Anders Gilberg, senior vice president of government affairs for the Medical Group Management Association, said many physician practices “would support this legislation in concept,” given how provider payments in Medicare have lagged behind inflation for the past decade. The Association of American Physicians and Surgeons, a far-right provider group, and the American College of Physicians also supported the idea.

Representatives from the American Medical Group Association and American Academy of Family Physicians said that the approach might lead providers to limit their Medicare patients to those who agree to balance billing,

The change in law could be “a little dangerous,” potentially creating inequitable access for low-income people, according to Shawn Martin, senior vice president for policy at AAFP.


MACRA

In addition to attracting new providers to Medicare, Price is also working to ensure that doctors already in the program will stay. To do this, he is planning to have CMS leadership take a closer look at the final rule released in October under the Obama administration that implements the Medicare Access and CHIP Reauthorization Act.

Price told Sen. Bob Casey (D-Pa.) that when it comes to the final version of the MACRA rule “significant challenges remain with respect to provider burden.”

The goal of MACRA is to shift physicians in Medicare away from the fee-for-service model and onto a value-based payment system. To avoid penalties under MACRA, physicians will participate in one of two reimbursement tracks: the Merit-based Incentive Payment System or advanced alternative payment models.

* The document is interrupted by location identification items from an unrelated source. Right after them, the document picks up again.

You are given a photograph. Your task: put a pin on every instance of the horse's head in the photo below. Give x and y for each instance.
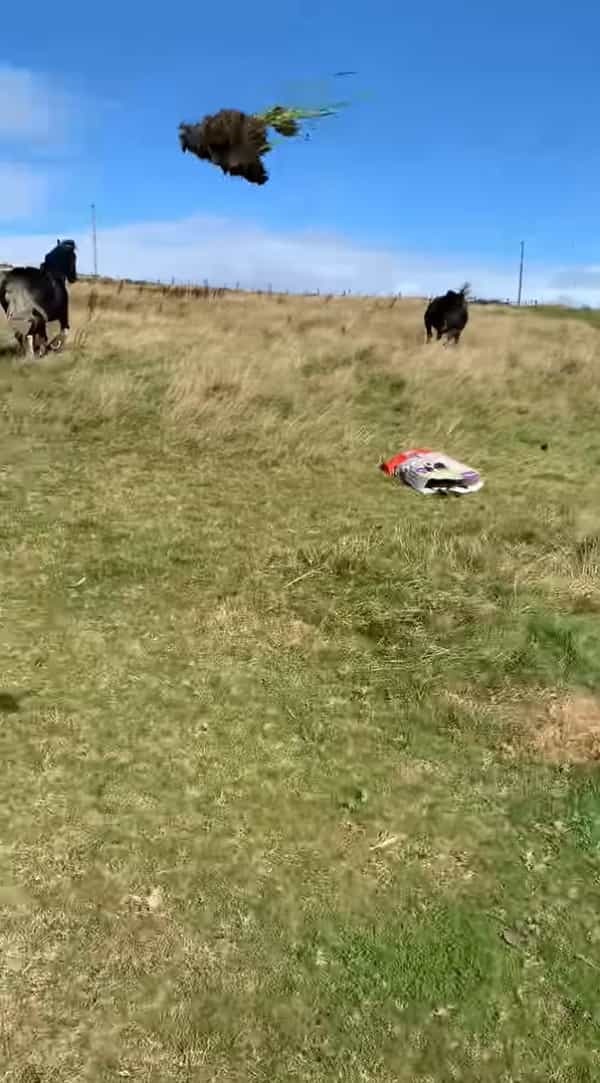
(63, 260)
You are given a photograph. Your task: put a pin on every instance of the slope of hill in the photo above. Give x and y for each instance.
(299, 767)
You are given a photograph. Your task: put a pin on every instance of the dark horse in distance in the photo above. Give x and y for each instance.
(38, 296)
(447, 315)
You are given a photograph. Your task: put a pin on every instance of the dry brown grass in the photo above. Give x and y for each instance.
(258, 813)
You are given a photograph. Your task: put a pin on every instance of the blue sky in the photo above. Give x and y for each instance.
(471, 128)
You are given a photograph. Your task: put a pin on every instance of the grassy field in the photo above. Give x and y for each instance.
(299, 768)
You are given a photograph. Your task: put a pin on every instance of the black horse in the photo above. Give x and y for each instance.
(40, 296)
(447, 315)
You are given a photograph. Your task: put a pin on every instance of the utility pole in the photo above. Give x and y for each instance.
(521, 273)
(94, 240)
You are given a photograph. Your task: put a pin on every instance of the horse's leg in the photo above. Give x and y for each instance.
(62, 316)
(30, 343)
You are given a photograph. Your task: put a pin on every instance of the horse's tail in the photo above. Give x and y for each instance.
(20, 302)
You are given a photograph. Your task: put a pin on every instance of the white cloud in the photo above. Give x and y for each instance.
(34, 119)
(23, 192)
(227, 252)
(31, 107)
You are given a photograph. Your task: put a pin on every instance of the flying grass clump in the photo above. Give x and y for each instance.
(236, 141)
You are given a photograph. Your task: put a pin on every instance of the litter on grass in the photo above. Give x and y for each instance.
(428, 471)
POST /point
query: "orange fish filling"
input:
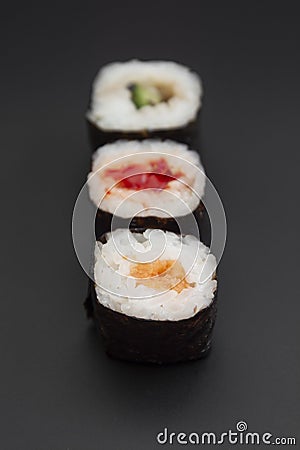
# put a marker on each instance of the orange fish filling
(161, 274)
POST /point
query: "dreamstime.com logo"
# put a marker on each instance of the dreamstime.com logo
(239, 436)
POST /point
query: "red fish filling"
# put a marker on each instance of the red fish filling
(155, 175)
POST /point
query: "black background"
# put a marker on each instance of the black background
(58, 389)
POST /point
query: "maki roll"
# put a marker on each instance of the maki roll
(154, 296)
(147, 184)
(144, 99)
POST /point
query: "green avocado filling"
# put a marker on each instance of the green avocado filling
(144, 95)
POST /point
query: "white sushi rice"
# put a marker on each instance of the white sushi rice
(179, 198)
(112, 108)
(119, 291)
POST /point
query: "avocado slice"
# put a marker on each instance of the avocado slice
(143, 95)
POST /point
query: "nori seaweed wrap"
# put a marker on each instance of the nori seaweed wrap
(138, 100)
(153, 334)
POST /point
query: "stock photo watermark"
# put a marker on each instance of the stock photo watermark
(238, 436)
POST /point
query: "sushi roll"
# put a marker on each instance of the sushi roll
(144, 99)
(154, 296)
(147, 184)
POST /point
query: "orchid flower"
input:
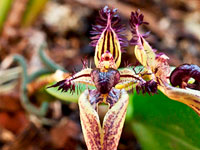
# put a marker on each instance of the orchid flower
(111, 84)
(157, 66)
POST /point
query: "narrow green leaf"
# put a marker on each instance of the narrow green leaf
(67, 96)
(4, 8)
(163, 124)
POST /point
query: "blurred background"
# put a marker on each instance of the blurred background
(64, 26)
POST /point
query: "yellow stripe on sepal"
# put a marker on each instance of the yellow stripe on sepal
(108, 41)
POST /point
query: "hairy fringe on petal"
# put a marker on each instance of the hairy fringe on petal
(135, 21)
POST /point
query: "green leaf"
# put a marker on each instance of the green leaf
(5, 6)
(163, 124)
(67, 96)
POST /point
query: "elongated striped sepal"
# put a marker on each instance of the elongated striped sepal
(107, 36)
(105, 137)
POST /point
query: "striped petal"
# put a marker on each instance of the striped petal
(105, 137)
(107, 35)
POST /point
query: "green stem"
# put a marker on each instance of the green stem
(4, 8)
(28, 106)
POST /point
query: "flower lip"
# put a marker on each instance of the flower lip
(181, 75)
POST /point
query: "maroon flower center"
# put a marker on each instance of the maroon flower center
(104, 81)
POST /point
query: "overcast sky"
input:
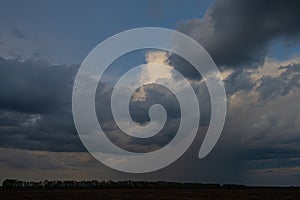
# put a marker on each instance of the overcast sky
(255, 44)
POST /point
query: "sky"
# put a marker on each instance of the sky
(254, 43)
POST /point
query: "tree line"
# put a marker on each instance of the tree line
(94, 184)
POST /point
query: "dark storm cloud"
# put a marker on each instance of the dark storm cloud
(34, 86)
(238, 32)
(35, 106)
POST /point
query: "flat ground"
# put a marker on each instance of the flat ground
(90, 194)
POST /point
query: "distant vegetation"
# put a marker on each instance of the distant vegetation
(94, 184)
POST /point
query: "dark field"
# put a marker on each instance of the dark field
(250, 193)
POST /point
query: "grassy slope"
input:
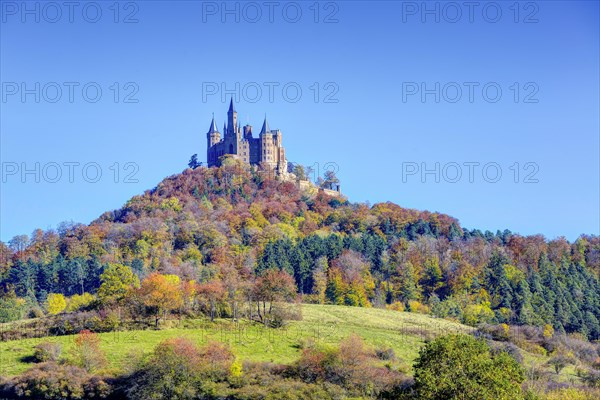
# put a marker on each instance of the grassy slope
(402, 331)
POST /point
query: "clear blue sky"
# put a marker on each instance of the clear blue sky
(370, 57)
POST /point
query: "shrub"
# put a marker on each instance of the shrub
(87, 353)
(570, 394)
(47, 351)
(78, 302)
(178, 369)
(591, 378)
(170, 373)
(396, 306)
(56, 303)
(560, 361)
(511, 349)
(57, 381)
(462, 367)
(418, 307)
(385, 354)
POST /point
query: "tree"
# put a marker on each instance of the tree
(56, 303)
(162, 294)
(560, 361)
(117, 280)
(213, 292)
(462, 367)
(330, 180)
(299, 172)
(273, 286)
(87, 353)
(193, 164)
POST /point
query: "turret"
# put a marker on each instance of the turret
(231, 119)
(213, 135)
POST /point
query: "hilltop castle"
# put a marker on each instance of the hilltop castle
(239, 142)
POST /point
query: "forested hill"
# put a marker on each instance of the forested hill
(229, 224)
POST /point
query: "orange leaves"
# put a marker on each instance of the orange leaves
(162, 292)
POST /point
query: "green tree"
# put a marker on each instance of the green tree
(117, 280)
(56, 303)
(462, 367)
(193, 164)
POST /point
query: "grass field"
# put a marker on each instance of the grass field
(327, 324)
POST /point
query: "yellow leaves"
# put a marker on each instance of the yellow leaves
(418, 307)
(76, 302)
(55, 303)
(172, 203)
(172, 279)
(548, 331)
(257, 215)
(514, 274)
(477, 313)
(236, 368)
(396, 306)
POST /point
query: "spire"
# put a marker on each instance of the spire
(265, 128)
(213, 126)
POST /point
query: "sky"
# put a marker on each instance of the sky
(486, 111)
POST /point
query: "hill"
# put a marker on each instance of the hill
(230, 224)
(403, 332)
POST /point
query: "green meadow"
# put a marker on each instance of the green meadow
(404, 332)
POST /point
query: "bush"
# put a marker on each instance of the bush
(47, 351)
(178, 369)
(87, 353)
(591, 378)
(57, 381)
(351, 366)
(396, 306)
(385, 354)
(78, 302)
(571, 394)
(462, 367)
(511, 349)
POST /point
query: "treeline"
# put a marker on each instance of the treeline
(448, 367)
(227, 226)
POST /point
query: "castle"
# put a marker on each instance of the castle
(239, 142)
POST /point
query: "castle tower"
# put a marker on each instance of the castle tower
(231, 119)
(266, 144)
(213, 137)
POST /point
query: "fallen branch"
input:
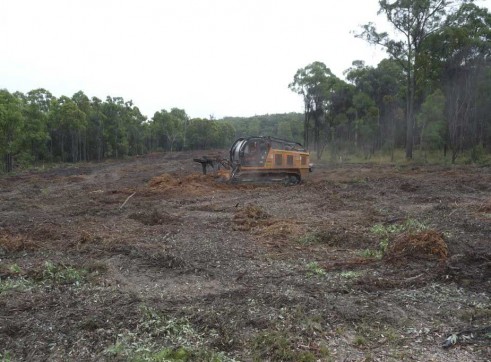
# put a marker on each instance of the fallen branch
(125, 201)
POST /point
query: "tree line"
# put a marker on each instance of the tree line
(38, 127)
(432, 92)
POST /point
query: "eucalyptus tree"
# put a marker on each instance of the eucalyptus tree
(10, 127)
(36, 106)
(459, 57)
(315, 83)
(414, 21)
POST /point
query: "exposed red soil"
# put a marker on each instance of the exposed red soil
(97, 256)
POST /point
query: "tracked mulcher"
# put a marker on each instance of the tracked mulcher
(264, 159)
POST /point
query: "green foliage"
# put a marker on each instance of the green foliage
(5, 356)
(386, 232)
(20, 284)
(276, 346)
(313, 268)
(61, 274)
(154, 329)
(431, 121)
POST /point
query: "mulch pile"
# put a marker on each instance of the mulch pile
(427, 245)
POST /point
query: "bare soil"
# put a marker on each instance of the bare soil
(123, 259)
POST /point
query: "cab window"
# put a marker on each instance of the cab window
(278, 160)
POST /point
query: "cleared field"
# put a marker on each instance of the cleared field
(147, 259)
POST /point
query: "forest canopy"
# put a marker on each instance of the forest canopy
(432, 92)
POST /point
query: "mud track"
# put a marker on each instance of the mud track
(123, 259)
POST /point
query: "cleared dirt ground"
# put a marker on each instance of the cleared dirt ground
(146, 259)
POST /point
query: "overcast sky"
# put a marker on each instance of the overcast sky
(209, 57)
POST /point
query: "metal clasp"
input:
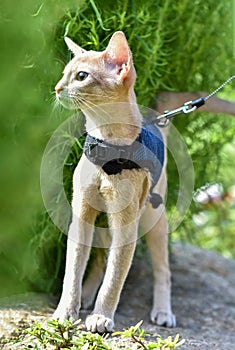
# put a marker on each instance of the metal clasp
(164, 120)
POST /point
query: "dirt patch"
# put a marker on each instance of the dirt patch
(203, 297)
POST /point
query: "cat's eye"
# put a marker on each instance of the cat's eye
(81, 76)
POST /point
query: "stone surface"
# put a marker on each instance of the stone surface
(203, 298)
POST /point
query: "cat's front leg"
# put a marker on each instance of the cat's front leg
(157, 241)
(78, 250)
(119, 261)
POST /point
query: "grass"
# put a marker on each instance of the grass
(57, 335)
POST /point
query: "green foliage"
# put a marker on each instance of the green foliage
(69, 335)
(178, 46)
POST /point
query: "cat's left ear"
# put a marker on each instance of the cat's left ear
(118, 55)
(74, 48)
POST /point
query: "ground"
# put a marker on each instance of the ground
(203, 297)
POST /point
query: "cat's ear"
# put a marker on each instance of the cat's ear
(74, 48)
(118, 55)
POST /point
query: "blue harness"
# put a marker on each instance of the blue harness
(146, 152)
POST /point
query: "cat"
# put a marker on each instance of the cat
(101, 84)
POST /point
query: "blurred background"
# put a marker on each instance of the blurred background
(183, 46)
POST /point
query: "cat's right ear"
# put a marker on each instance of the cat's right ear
(74, 48)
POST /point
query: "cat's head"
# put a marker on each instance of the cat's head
(92, 78)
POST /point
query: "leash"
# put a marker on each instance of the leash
(164, 119)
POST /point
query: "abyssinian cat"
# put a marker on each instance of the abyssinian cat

Providers have complained the final rule contains too many reporting requirements. To comply with all the ones listed in the rule would cut into patient care time they said.

The CMS' final rule is “causing the biggest brain drain in the best medical system in the world,” Dr. Marc Swerdloff, a Florida-based neurologist said in a comment posted to the Federal Register late last year. “You will reap the whirlwind you have sown. I would have never thought the central government would have so little regard for its patients and doctors.”

Former acting CMS Administrator Andy Slavitt said he also supports Price taking a closer look at the final rule to see if the burden can be reduced. At the CMS, Slavitt attempted to allow doctors to slow-walk their pace of complying with the law.